13 Ağustos 2013 Salı

'Başkasını sevdiğini duyduğumda üzülmedim... 
Seni sevdiğime üzüldüğüm kadar' demiş Ceyhun Yılmaz.. Çok acıklı değil mi ya.? Eğer durdurmazsanız hayatınızın trajedisini yaşamaya hazır olun lütfen. Sevmek durdurulabilir mi bilmiyorum, ama üzülmenin etkisi azaltılabilir, ki Bundan eminim.İnsanlar yıllardır aşkın ne olduğunu tartışıp duruyorlar.Aşk nedir? Sevgi nedir ? Bunlar hakkında yazılmış yüzlerce yazı vardır.Ha ha bende bi yenisini ekliyorum şuan :) Hani bazı durumlar için anlatılmaz yaşanır tabiri kullanılır. Bu aşk mevzularını falan Tanım yapmak yerine yaşa gitsin işte..yaşadığın duygunun ne olduğunu bulmaya çalışırken geçen zaman;  boşa harcadığın zamanın ta kendisi... 
Böyle bir şarkıyla bağlayalım bu geceyi.


29 Temmuz 2013 Pazartesi

işte tüm olmuşların,olanların ve olacakların sorumlusu bu.hayatında ne varsa buna bağlı.Düşünmek.bu insan olmanın altın değerinde avantajı.Bunu kullanabiliyorsan senden iyisi de yok. diyelim kullandık; ama çoğu zaman buda yetersiz,doğru zamanda ve doğru yerde kullanmalı. Düşüncenin insanın duygularını değiştiren etkisini bilmeyen yoktur. Nasıl bakarsan öyle görürsün.. İşte bardağın dolu tarafını görmekle de bağlantılı.Hangi duyguyla bakarsan; o duygunun sana geri döndüğünü görürsün zaten. Bu değişmez bir kuralsa, o zaman neden bunu kendi lehine çevirmeyesin ki?. Tüm insanların temelde istediği duygu iyi hissetmektir. Ve bunu nasıl yapacağını da artık biliyorsun. O zaman iyi düşünmeye başla, zaten iyi şeylerin olduğunu görmen çok uzun sürmeyecek...

25 Temmuz 2013 Perşembe

insanlar hayatın içinde kaybolup giderken, bazıları bir küçük umudun izinde adım adım. kendimize ait hikayelerimiz var, anlatabildiklerimiz,susturulduklarımız.. keşfetme yolunda karşına çıkan; aslında es geçtiğinkuytu köşeler yada çoktan onlardan birinde hapsedilmiş hissetmekten alı koyamıyorsun. cevaplanacak ne çok soru var her zaman. sorsan da cevabını alamayacağın sorular ve asla cevapları olmayan sorular.

30 Nisan 2013 Salı

nasıl oldu da parmaklarımla uzandığımda, aramızdaki mesafeden daha fazlaymış gibi hissettirdi.?

28 Nisan 2013 Pazar

şans nedir ?

bilmem ki nasıl.. ama aklımın erdiği kadar bir mevzum var açıklanacak.. insanlar şüpheli.bugün birisi bana , bazı insanlar tokken hatta yemeklerini fazlasıyla israf eden binlerce insan varken, Afrika da aç olan çocukların suçu ne ? onlar neden herkes kadar şanslı değil diye sordu.

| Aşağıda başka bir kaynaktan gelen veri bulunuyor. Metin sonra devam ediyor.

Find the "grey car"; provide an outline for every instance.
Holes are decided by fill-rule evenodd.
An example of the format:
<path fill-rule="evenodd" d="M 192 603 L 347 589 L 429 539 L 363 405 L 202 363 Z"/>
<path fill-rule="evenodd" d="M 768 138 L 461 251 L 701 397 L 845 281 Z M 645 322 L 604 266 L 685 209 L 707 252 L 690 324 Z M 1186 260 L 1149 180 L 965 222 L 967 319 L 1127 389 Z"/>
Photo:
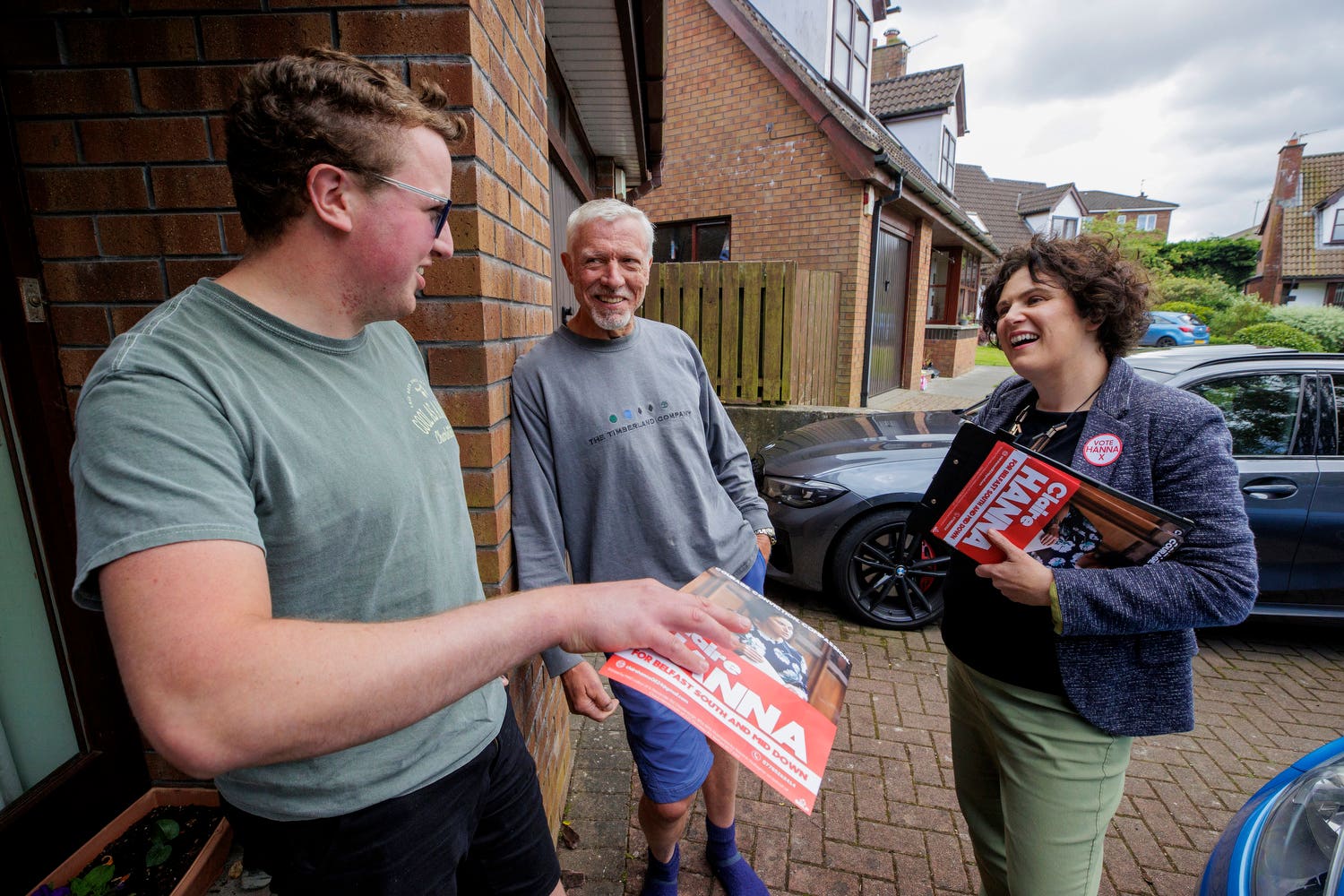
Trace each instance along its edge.
<path fill-rule="evenodd" d="M 1222 408 L 1259 552 L 1254 613 L 1344 619 L 1344 355 L 1206 345 L 1126 360 Z M 778 536 L 769 575 L 879 627 L 942 615 L 948 556 L 906 519 L 960 422 L 953 411 L 860 414 L 761 449 L 757 486 Z"/>

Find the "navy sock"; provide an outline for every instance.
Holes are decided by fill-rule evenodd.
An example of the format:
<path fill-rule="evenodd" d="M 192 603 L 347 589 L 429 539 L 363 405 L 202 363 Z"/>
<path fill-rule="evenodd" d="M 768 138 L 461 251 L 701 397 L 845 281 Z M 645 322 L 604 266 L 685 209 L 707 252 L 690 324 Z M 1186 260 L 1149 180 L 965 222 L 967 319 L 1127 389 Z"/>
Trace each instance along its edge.
<path fill-rule="evenodd" d="M 728 891 L 728 896 L 770 896 L 770 891 L 738 852 L 738 823 L 719 827 L 706 818 L 704 830 L 710 836 L 704 849 L 710 870 L 723 884 L 723 889 Z"/>
<path fill-rule="evenodd" d="M 660 862 L 649 850 L 649 866 L 644 872 L 640 896 L 676 896 L 677 872 L 681 870 L 681 844 L 672 848 L 672 858 Z"/>

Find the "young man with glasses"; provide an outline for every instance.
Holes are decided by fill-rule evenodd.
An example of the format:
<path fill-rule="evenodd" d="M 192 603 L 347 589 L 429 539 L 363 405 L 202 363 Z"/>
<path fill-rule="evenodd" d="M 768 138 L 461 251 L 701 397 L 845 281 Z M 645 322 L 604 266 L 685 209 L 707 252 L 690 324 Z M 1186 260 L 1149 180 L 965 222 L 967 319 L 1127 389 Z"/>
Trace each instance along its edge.
<path fill-rule="evenodd" d="M 227 124 L 243 259 L 109 347 L 78 408 L 75 599 L 132 709 L 214 778 L 271 892 L 562 892 L 499 677 L 746 629 L 653 582 L 485 602 L 453 427 L 392 321 L 452 255 L 437 89 L 335 51 Z"/>

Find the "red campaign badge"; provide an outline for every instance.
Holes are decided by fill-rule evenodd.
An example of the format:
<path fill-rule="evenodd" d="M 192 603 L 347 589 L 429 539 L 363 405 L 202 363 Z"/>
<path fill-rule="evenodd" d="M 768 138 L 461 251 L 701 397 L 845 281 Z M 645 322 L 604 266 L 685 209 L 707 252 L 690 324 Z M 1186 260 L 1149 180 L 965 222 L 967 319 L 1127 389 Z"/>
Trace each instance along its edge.
<path fill-rule="evenodd" d="M 1083 445 L 1083 459 L 1093 466 L 1110 466 L 1120 457 L 1124 443 L 1113 433 L 1102 433 L 1087 439 Z"/>

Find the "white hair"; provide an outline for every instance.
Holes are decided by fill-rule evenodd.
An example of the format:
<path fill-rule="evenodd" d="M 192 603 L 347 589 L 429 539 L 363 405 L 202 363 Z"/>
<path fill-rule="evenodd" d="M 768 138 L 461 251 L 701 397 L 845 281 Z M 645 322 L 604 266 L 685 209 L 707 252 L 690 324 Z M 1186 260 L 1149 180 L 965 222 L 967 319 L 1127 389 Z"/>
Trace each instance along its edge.
<path fill-rule="evenodd" d="M 594 199 L 583 203 L 570 214 L 564 222 L 564 251 L 574 254 L 574 235 L 579 228 L 594 220 L 614 223 L 622 218 L 637 220 L 644 230 L 644 243 L 648 247 L 645 254 L 653 257 L 653 222 L 649 216 L 634 206 L 622 203 L 620 199 Z"/>

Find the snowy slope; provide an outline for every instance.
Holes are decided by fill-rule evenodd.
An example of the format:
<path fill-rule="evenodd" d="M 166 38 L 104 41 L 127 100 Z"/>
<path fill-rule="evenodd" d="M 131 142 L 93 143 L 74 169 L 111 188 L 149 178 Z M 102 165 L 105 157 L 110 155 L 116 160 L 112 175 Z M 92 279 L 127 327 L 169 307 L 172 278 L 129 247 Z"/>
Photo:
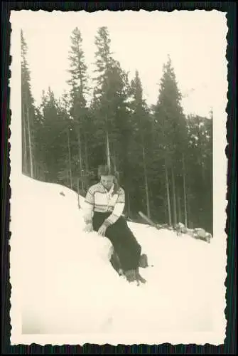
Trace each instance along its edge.
<path fill-rule="evenodd" d="M 22 176 L 18 194 L 11 267 L 23 333 L 212 330 L 213 243 L 129 223 L 153 265 L 138 287 L 112 269 L 110 242 L 83 232 L 74 192 Z"/>

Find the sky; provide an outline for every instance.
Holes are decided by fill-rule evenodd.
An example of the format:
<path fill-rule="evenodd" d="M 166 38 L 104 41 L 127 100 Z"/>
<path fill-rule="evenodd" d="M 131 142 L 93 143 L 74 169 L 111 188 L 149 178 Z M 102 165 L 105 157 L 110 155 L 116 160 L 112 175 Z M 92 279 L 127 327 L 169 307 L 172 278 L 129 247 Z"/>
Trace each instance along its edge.
<path fill-rule="evenodd" d="M 28 62 L 36 103 L 50 86 L 55 96 L 68 90 L 70 36 L 77 26 L 82 36 L 88 73 L 94 62 L 94 36 L 107 26 L 111 49 L 130 80 L 139 70 L 144 97 L 157 100 L 163 65 L 169 54 L 185 114 L 207 116 L 227 105 L 225 13 L 193 11 L 97 11 L 94 13 L 13 11 L 13 26 L 21 28 L 28 47 Z M 19 43 L 20 46 L 20 43 Z"/>

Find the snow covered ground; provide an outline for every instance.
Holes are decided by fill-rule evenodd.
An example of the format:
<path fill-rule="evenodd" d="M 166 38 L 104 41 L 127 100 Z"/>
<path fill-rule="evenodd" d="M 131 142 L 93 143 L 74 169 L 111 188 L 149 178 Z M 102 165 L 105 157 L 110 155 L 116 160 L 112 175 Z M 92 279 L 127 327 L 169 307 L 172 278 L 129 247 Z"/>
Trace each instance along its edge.
<path fill-rule="evenodd" d="M 208 244 L 129 223 L 153 266 L 141 269 L 147 283 L 129 284 L 109 262 L 110 242 L 83 232 L 74 192 L 18 182 L 11 268 L 23 334 L 212 332 L 224 247 L 215 238 Z"/>

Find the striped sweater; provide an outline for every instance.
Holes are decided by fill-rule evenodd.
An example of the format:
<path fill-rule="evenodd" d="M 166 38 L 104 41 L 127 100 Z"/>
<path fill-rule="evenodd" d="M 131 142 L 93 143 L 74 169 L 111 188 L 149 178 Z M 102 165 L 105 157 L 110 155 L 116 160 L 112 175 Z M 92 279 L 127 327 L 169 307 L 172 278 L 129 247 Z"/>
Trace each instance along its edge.
<path fill-rule="evenodd" d="M 113 185 L 108 192 L 101 182 L 90 187 L 85 199 L 84 219 L 86 224 L 92 222 L 94 211 L 112 213 L 105 219 L 107 226 L 114 224 L 121 216 L 125 206 L 125 193 L 119 187 L 117 192 L 113 194 L 114 187 Z"/>

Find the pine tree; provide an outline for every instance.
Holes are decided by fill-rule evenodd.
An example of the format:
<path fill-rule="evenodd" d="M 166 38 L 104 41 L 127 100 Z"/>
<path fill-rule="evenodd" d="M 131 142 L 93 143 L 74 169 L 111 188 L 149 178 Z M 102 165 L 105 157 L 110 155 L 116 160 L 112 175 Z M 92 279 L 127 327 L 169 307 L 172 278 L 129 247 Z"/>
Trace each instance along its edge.
<path fill-rule="evenodd" d="M 87 85 L 87 67 L 85 63 L 85 54 L 82 48 L 82 38 L 77 27 L 72 31 L 71 42 L 69 57 L 70 61 L 69 72 L 71 78 L 68 80 L 70 86 L 70 114 L 74 122 L 75 130 L 77 132 L 79 161 L 77 175 L 81 177 L 84 169 L 86 172 L 89 171 L 87 152 L 88 122 L 87 122 L 89 120 L 89 108 L 87 107 L 86 100 L 89 88 Z M 82 182 L 82 179 L 81 182 Z M 84 190 L 82 183 L 82 189 Z"/>
<path fill-rule="evenodd" d="M 21 127 L 23 172 L 34 177 L 34 100 L 31 94 L 30 70 L 26 59 L 28 46 L 21 30 Z"/>
<path fill-rule="evenodd" d="M 105 157 L 109 166 L 112 162 L 110 136 L 114 128 L 114 112 L 112 103 L 114 91 L 112 86 L 114 61 L 110 51 L 110 43 L 107 28 L 104 26 L 99 28 L 95 37 L 97 51 L 94 73 L 97 75 L 94 78 L 92 109 L 97 117 L 97 137 L 101 147 L 104 147 Z"/>
<path fill-rule="evenodd" d="M 145 100 L 143 99 L 143 89 L 141 80 L 139 76 L 138 70 L 136 70 L 134 79 L 131 81 L 131 95 L 132 101 L 131 102 L 130 108 L 131 112 L 131 123 L 133 127 L 133 135 L 131 135 L 131 162 L 140 162 L 141 159 L 144 187 L 146 197 L 146 206 L 148 216 L 151 217 L 150 199 L 148 191 L 148 177 L 147 162 L 148 157 L 146 150 L 148 149 L 148 132 L 149 130 L 149 118 L 148 110 Z M 133 152 L 134 151 L 134 152 Z M 132 154 L 132 155 L 131 155 Z M 137 159 L 136 159 L 137 157 Z M 139 171 L 137 177 L 140 176 L 140 166 L 137 165 Z"/>
<path fill-rule="evenodd" d="M 173 224 L 178 222 L 177 190 L 182 184 L 183 155 L 186 149 L 185 117 L 180 105 L 181 94 L 168 56 L 163 66 L 163 75 L 158 102 L 154 108 L 156 130 L 158 142 L 157 150 L 162 152 L 164 159 L 165 181 L 167 192 L 168 219 L 171 221 L 171 191 L 172 192 Z M 171 171 L 171 174 L 168 172 Z M 171 177 L 171 178 L 169 178 Z M 171 189 L 169 189 L 169 183 Z"/>

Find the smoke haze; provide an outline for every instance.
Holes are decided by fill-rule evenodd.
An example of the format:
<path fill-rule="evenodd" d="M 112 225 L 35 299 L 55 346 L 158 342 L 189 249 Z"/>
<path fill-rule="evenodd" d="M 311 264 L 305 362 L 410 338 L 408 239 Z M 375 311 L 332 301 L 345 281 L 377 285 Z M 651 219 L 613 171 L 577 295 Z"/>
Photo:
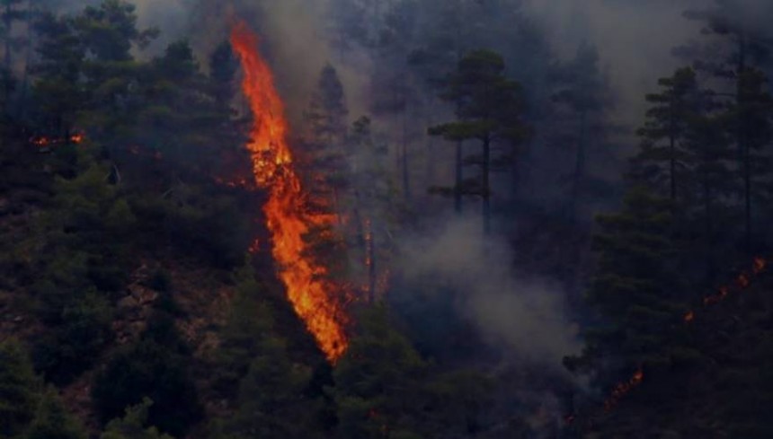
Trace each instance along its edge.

Yaratıcı neden tüm insanlara eşit davranmaz ve bazıları daha şanslı.işte bu belkide bir çoğunun kafasında. Şans nedir ki ? Afrika da aç çocuklar varken bizim burada karnımızın doyuyor olması şans mıdır ? yada onların durumu şanssızlık mı ? yoksa şans yaratıcının sana vermiş olduğu her şeyin farkına vardıracak iradeye ve bilince sahip olman mı ? Yaratıcının nazarında önemli olan şükür ise ne kadar verdiğinin önemi var mıdır ? Bence yoktur. Eğer karın tokluğu inananları kurtuluşa erdiriyor olsa idi; aynı yaratıcı bunu peygamberlerine en büyük şans olarak verir idi. Ama tüm peygamberleri bu dünyaya ait herhangi bir şeyin peşinde olmadı. Afrika da orada burada yan komşuda herhangi bir yerde insanlar açlıktan ölme derecesine geliyorsa bu yaratıcının değil insanlığın ayıbıdır. biz insanlar hiç bir zaman yeterince düşünmüyoruz. halbuki insanı diğer canlılardan ayıran özellik düşünebilmek ve  özgür iradeye sahip olmaktır. hiç kimse , insanların kirlettiği dinlerin, onların yaşayış biçimlerinin ve bu çivisi çıkarılmış dünyanın faturasını yaratıcıya kesmesin. Eğer bir suçlu varsa oda insanoğlunun ta kendisidir ve üzülerek, sorulacak hesabın muhatabı da yine kendisi olmak durumundadır.